An example of how a public sector organisation may use Crawl Score
To satisfy the minimum requirement they need to have the following tags on each and every one of their web pages:
| eGMS 3.1 mandatory elements | ||
| eGMS.Accessiblity | eGMS.Creator | eGMS.Title |
| eGMS.Date | eGMS.Identifier | |
| eGMS.Publisher | eGMS.Subject | |
1. eGMS.Accessiblity
Example :
<meta name=“eGMS.accessibility” scheme=“WCAG” content=“Double-A”>
In this case, the customer would need to know the accessibility level of each page – this is
unlikely and is not a trivial task (even though public sector sites should adhere to at least
WCAG A standard…) however, the accessibility standards themselves are not within the
remit of CS.
The customer will need to either check the accessibility of each page or have their CMS provider insert this data in each page (a fairly simple task usually).

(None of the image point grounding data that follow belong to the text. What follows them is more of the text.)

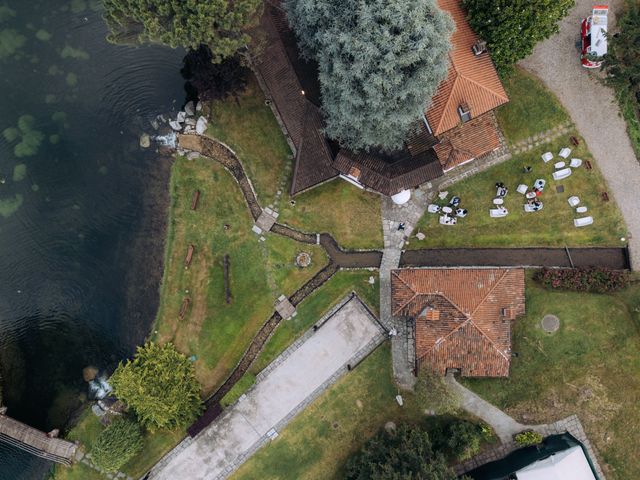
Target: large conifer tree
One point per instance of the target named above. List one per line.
(380, 63)
(218, 24)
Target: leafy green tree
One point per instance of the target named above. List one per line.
(622, 61)
(160, 385)
(464, 439)
(512, 28)
(219, 24)
(117, 444)
(380, 63)
(405, 454)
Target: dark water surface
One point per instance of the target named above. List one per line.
(82, 207)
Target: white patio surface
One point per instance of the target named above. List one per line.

They could “cheat” and insert the element with content as “not known”. This would actually comply with the regulations but obviously isn’t very useful.
2. eGMS.Creator
Example :
<meta name="eGMS.Creator" content="Corporate Affairs, Sunderland NHS" />
It is likely that this should be the same for each page on a given website so again, the
technology team could insert this value across the site.
3. eGMS.Date
If this element isn’t present then it can probably be extracted from the article details within
the CMS and then updated across the site.
4. eGMS.Identifier
Example :
<meta name=“eGMS.identifier” content=“http://purl.oclc.org/NET/e-GMS_v1”>
In most cases, this is the URL of the page in question.

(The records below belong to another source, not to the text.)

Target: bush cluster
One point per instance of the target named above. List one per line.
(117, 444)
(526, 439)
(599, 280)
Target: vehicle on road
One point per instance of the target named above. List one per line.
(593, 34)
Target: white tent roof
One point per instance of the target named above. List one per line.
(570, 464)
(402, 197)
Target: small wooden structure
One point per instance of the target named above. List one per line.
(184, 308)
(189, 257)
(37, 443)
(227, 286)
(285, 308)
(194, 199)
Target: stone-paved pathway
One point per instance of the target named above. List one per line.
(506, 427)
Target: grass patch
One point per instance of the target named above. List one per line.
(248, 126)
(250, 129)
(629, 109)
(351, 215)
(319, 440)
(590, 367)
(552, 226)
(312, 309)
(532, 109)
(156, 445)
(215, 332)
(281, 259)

This could be generated “on the fly” by the CMS or inserted as a value by the tech team.
5. eGMS.Publisher
Example :
<meta name=“eGMS.publisher” content=“The Stationery Office, St Crispins, Duke Street,
Norwich NR3 1PD, 0870 610 5522, esupport@theso.co.uk”>
It is likely that this should be the same for each page on a given website so again, the technology team could insert this value across the site.
6. eGMS.Subject
Example :
<meta name=“eGMS.subject.keyword” scheme=“CurriculumOnline” content=“En-0383
Joined-up writing”>
This is perhaps one of the most difficult elements as it is likely that this will have to be
entered manually.
7. eGMS.Title
Example :
<meta name=“eGMS.title” content=“e-Government Metadata Standard version 3”>
This element could probably be taken from the article title and therefore the technology
team could insert this value across the site.

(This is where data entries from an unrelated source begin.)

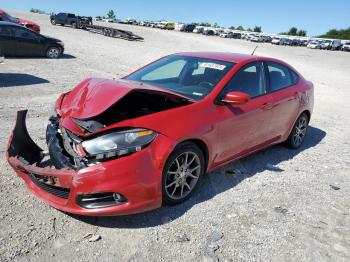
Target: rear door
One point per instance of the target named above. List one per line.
(28, 43)
(60, 18)
(7, 41)
(283, 88)
(244, 128)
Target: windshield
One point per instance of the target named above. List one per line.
(6, 17)
(193, 77)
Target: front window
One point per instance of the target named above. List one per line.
(193, 77)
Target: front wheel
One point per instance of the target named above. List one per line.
(53, 52)
(182, 172)
(297, 136)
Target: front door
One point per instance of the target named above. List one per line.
(28, 43)
(243, 128)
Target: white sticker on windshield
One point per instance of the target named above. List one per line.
(213, 66)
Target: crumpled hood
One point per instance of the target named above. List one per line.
(94, 96)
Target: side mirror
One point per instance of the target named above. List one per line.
(236, 98)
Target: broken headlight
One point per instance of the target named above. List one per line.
(119, 143)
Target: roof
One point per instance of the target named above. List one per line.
(228, 57)
(9, 23)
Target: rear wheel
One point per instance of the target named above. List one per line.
(182, 172)
(53, 52)
(297, 136)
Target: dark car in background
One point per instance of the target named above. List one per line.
(336, 45)
(17, 40)
(70, 19)
(1, 56)
(5, 17)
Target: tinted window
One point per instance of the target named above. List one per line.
(194, 77)
(23, 33)
(170, 70)
(249, 80)
(280, 76)
(5, 31)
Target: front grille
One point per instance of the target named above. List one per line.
(57, 191)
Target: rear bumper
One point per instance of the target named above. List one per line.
(137, 177)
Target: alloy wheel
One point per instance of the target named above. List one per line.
(182, 175)
(53, 52)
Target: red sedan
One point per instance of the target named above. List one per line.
(29, 24)
(127, 146)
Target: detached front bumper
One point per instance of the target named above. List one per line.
(136, 177)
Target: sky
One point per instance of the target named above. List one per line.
(316, 17)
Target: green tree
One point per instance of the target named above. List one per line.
(337, 34)
(257, 29)
(111, 14)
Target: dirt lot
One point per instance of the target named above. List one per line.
(288, 212)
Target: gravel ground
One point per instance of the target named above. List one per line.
(278, 205)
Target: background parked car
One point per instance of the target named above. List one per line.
(285, 41)
(2, 59)
(169, 26)
(17, 40)
(208, 32)
(346, 46)
(325, 45)
(29, 24)
(295, 42)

From the above you can see that there is quite a bit of involvement from other departments
so it may take time for any changes to take place.
Once these changes have been carried out, a re-crawl will need to take place. A regular recrawl
will help to keep track of any new issues and obviously any other issues with the
website (page titles, broken links, etc).
I think this is a reasonable example of how CS may be used. I guess its value is diminished over time and therefore perhaps we may lose subscribers after 12 months. After the initial crawl(s) and fixes, CS then takes the roll of quality assurance by regularly crawling the site and flagging up any problems.
There is the possibility that the perceived value to the customer for this service is decreased. We need to consider this.